- An appendectomy is one of the most common procedures performed by the NHS.
- Researchers say the only risk of not operating is recurrent appendicitis later
Operations to remove the appendix could soon become a thing of the past.
Swedish experts say appendicitis, when the mysterious worm-like organ becomes infected, can be effectively treated with antibiotics.
It could spell the end of appendectomy, one of the most common procedures performed by the NHS.
Prompt removal of the appendix has been the standard treatment for more than a century.
But the Karolinska Institutet researchers argue that the only risk of not operating and relying on antibiotics is another bout of appendicitis.
Swedish experts say the only risk of not operating and relying on drugs is a recurrence of appendicitis. Their analysis of the evidence found that less than half of the patients treated with antibiotics fell again.
The researchers, from the Karolinska Institutet in Stockholm, used data from two randomized controlled trials in the Swedish National Patient Registry. Pictured: Stock image highlighting the location of an inflamed appendix
The findings come amid a subtle push to reduce NHS hospitalization costs and the number of procedures carried out by the health service.
Writing in the journal JAMA Surgery, the team said: “The current data will be even more beneficial to clinicians and patients when making a treatment decision.”
The experts analyzed two separate trials, which evaluated the outcomes of 292 hospitalized patients with appendicitis.
The condition, which causes stomach pain that spreads to the lower right side, can be life-threatening without prompt treatment.
Forty patients were divided into two groups as part of the first study. Half received an appendectomy.
WHAT IS APPENDICITIS?
Appendicitis is an inflammation of the appendix, a two to four inch long organ connected to the large intestine.
Appendicitis can cause severe pain and it is important to treat it quickly in case the appendix ruptures, which can cause a life-threatening illness.
In most cases, surgeons will remove the appendix in an appendectomy; Scientists aren’t sure why people need an appendix, but removing it doesn’t harm people.
The causes of appendicitis are not clear, but it is believed to be caused by something blocking the entrance to the organ.
Symptoms include pain in the stomach that then moves to the lower right side and becomes severe.
Pressing on this area, coughing, or walking can make the pain worse, and other symptoms may include nausea, vomiting, loss of appetite, diarrhea, and fever.
The others received antibiotics for 10 days, and all but one successfully recovered.
Meanwhile, the success rate stood at 86 percent in the second largest study.
When the results of both studies were pooled,t revealed that 40 percent of patients treated with antibiotics later required a appendectomy.
The researchers wrote: ‘More than half of the patients treated without surgery experienced no recurrence and avoided surgery for approximately two decades.
“There is no evidence of long-term risks of nonsurgical management other than recurrence of appendicitis.”
However, they noted that the diagnostic standards of operations at that time differed from those of today.
Doctors perform “much higher imaging rates” now, they added, which means fewer patients are misdiagnosed with appendicitis.
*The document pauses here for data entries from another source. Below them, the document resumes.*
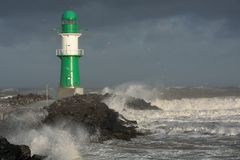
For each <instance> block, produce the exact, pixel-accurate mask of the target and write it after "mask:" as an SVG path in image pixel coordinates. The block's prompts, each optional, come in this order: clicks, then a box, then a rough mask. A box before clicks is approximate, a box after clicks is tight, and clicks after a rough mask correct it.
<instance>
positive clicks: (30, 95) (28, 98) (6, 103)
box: [0, 93, 50, 107]
mask: <svg viewBox="0 0 240 160" xmlns="http://www.w3.org/2000/svg"><path fill="white" fill-rule="evenodd" d="M45 99H46V96H45V95H38V94H32V93H30V94H26V95H16V96H13V97H9V98H6V99H0V107H8V106H24V105H29V104H31V103H34V102H37V101H41V100H45ZM49 99H50V97H49Z"/></svg>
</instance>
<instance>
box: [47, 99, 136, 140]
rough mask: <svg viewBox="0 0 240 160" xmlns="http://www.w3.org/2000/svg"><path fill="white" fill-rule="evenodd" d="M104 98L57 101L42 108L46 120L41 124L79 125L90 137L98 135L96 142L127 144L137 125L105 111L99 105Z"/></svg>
mask: <svg viewBox="0 0 240 160" xmlns="http://www.w3.org/2000/svg"><path fill="white" fill-rule="evenodd" d="M104 97H106V95H105V96H104V95H98V94H87V95H77V96H73V97H69V98H64V99H61V100H58V101H56V102H54V103H53V104H51V105H50V106H49V107H47V108H46V109H47V111H48V116H47V117H46V118H45V120H44V121H43V122H44V123H46V124H55V123H58V122H59V121H62V120H65V121H67V124H66V125H71V124H79V125H81V126H83V127H85V128H86V129H87V131H88V132H89V133H90V135H96V134H97V135H99V136H98V141H104V140H108V139H112V138H116V139H122V140H130V139H131V138H134V137H136V136H137V134H138V133H137V131H136V126H137V122H136V121H130V120H127V119H126V118H124V117H123V116H122V115H120V114H119V113H117V112H115V111H114V110H112V109H110V108H108V106H107V105H106V104H105V103H103V102H102V99H103V98H104Z"/></svg>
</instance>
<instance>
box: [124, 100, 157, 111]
mask: <svg viewBox="0 0 240 160" xmlns="http://www.w3.org/2000/svg"><path fill="white" fill-rule="evenodd" d="M126 106H128V107H129V108H131V109H135V110H160V108H158V107H157V106H154V105H152V104H151V103H150V102H149V103H148V102H146V101H144V100H143V99H140V98H134V97H130V98H128V99H127V101H126Z"/></svg>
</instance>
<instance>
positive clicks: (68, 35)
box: [56, 33, 84, 56]
mask: <svg viewBox="0 0 240 160" xmlns="http://www.w3.org/2000/svg"><path fill="white" fill-rule="evenodd" d="M59 35H61V36H62V49H58V50H57V51H56V54H57V55H58V56H59V55H62V56H64V55H66V56H83V55H84V50H83V49H78V38H79V37H80V36H81V34H80V33H61V34H59Z"/></svg>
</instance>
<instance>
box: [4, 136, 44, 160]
mask: <svg viewBox="0 0 240 160" xmlns="http://www.w3.org/2000/svg"><path fill="white" fill-rule="evenodd" d="M44 158H46V157H44V156H39V155H34V156H32V157H31V150H30V149H29V147H28V146H26V145H14V144H11V143H9V142H8V140H7V139H6V138H4V137H1V136H0V159H1V160H43V159H44Z"/></svg>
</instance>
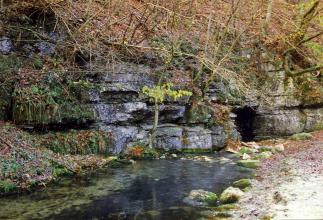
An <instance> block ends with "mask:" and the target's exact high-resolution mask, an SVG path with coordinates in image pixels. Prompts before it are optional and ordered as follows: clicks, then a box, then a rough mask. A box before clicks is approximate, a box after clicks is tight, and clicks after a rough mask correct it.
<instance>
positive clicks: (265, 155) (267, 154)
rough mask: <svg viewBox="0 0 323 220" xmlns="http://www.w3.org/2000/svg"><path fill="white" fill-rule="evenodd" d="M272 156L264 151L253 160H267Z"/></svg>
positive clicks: (271, 153) (269, 151) (266, 151)
mask: <svg viewBox="0 0 323 220" xmlns="http://www.w3.org/2000/svg"><path fill="white" fill-rule="evenodd" d="M272 155H273V153H272V152H270V151H264V152H261V153H260V154H258V155H257V156H256V157H255V158H259V159H268V158H270V157H271V156H272Z"/></svg>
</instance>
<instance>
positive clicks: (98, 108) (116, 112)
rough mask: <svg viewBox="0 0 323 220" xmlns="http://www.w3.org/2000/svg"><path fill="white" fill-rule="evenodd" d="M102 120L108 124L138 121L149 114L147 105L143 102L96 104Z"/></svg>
mask: <svg viewBox="0 0 323 220" xmlns="http://www.w3.org/2000/svg"><path fill="white" fill-rule="evenodd" d="M94 108H95V110H96V111H97V115H98V117H99V118H100V120H101V121H102V122H104V123H106V124H120V123H125V122H127V123H130V122H136V121H139V120H141V119H143V118H144V117H145V114H147V105H146V103H143V102H129V103H123V104H97V105H95V106H94Z"/></svg>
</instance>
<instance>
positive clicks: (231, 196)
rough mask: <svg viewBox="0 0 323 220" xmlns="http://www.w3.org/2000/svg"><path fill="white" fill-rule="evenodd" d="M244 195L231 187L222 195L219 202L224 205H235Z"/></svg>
mask: <svg viewBox="0 0 323 220" xmlns="http://www.w3.org/2000/svg"><path fill="white" fill-rule="evenodd" d="M243 194H244V193H243V191H241V189H239V188H235V187H232V186H230V187H228V188H227V189H226V190H224V191H223V192H222V193H221V195H220V198H219V201H220V202H221V203H223V204H227V203H235V202H238V201H239V199H240V198H241V197H242V196H243Z"/></svg>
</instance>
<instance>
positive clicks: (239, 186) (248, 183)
mask: <svg viewBox="0 0 323 220" xmlns="http://www.w3.org/2000/svg"><path fill="white" fill-rule="evenodd" d="M232 186H233V187H237V188H239V189H244V188H247V187H249V186H251V182H250V180H249V179H241V180H238V181H235V182H234V183H233V184H232Z"/></svg>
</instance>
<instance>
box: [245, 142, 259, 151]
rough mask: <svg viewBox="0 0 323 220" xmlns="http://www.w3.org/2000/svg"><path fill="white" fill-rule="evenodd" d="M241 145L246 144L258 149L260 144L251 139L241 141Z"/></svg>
mask: <svg viewBox="0 0 323 220" xmlns="http://www.w3.org/2000/svg"><path fill="white" fill-rule="evenodd" d="M241 144H242V146H246V147H248V148H252V149H259V148H260V146H259V145H258V144H257V143H256V142H254V141H251V142H243V141H242V142H241Z"/></svg>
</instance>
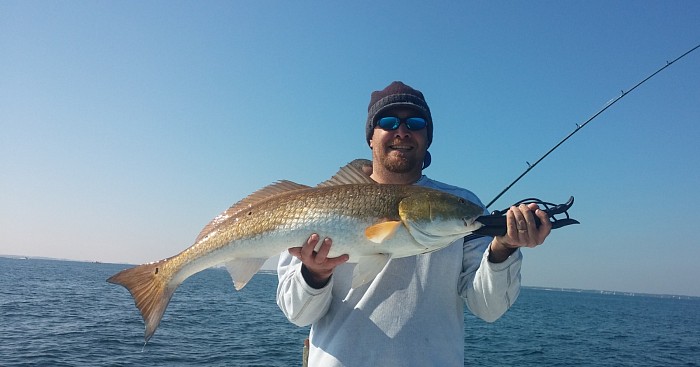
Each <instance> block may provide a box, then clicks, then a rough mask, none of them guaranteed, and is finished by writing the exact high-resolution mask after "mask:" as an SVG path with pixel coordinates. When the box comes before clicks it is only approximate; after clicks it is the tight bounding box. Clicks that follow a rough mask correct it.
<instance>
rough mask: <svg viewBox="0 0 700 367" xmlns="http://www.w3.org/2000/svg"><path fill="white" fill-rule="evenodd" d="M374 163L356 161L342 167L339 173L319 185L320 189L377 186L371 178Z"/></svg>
mask: <svg viewBox="0 0 700 367" xmlns="http://www.w3.org/2000/svg"><path fill="white" fill-rule="evenodd" d="M371 174H372V161H370V160H367V159H355V160H354V161H352V162H350V163H348V164H347V165H345V167H341V168H340V170H339V171H338V173H336V174H335V175H334V176H333V177H331V178H330V179H328V180H327V181H324V182H321V183H320V184H318V187H328V186H338V185H351V184H368V183H372V184H376V183H377V182H376V181H374V180H373V179H372V178H371V177H369V176H370V175H371Z"/></svg>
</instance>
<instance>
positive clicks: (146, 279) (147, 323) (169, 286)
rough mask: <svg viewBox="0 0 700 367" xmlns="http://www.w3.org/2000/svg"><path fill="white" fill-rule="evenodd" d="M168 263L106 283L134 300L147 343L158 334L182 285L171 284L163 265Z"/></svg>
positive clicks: (157, 262)
mask: <svg viewBox="0 0 700 367" xmlns="http://www.w3.org/2000/svg"><path fill="white" fill-rule="evenodd" d="M167 261H168V260H167V259H166V260H161V261H158V262H155V263H150V264H144V265H139V266H135V267H133V268H130V269H126V270H122V271H120V272H119V273H117V274H115V275H112V276H111V277H110V278H109V279H107V281H108V282H110V283H113V284H119V285H121V286H124V288H126V289H127V290H129V293H131V296H132V297H134V303H135V304H136V307H137V308H138V309H139V311H140V312H141V317H143V321H144V323H145V324H146V325H145V326H146V330H145V333H144V339H145V342H146V343H148V340H149V339H151V337H152V336H153V333H155V332H156V329H157V328H158V325H159V324H160V320H161V319H162V318H163V313H165V308H166V307H168V303H169V302H170V298H171V297H172V296H173V293H175V289H177V287H178V286H179V285H180V284H179V283H177V284H171V282H170V279H171V277H170V276H169V275H168V274H167V273H166V272H164V271H163V265H164V264H165V263H166V262H167Z"/></svg>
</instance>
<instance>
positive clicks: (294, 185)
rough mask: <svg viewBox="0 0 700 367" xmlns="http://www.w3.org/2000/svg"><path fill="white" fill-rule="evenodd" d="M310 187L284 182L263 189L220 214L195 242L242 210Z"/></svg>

The NHS says that around 50,000 people in England are admitted to hospital each year with appendicitis.
Approximately 11.6 million cases of appendicitis are reported annually in the US.
If left untreated, the condition can be fatal.
During surgery, the appendix is removed from the body after doctors make three or four small incisions in the abdomen.
The cuts are closed with staples or stitches.
After routine surgery, most patients can go home the next day and return to normal activities after a week.
But as with any surgery, there are risks. About one in 10 patients suffer from side effects of the operation itself, such as getting a skin infection.
In recent years, several European studies have shown that most people with appendicitis can be successfully treated with antibiotics instead of having surgery.
Seven years ago, experts declared that it was “time to consider” abandoning routine appendectomies.
Hundreds of children have their organs removed unnecessarily each year.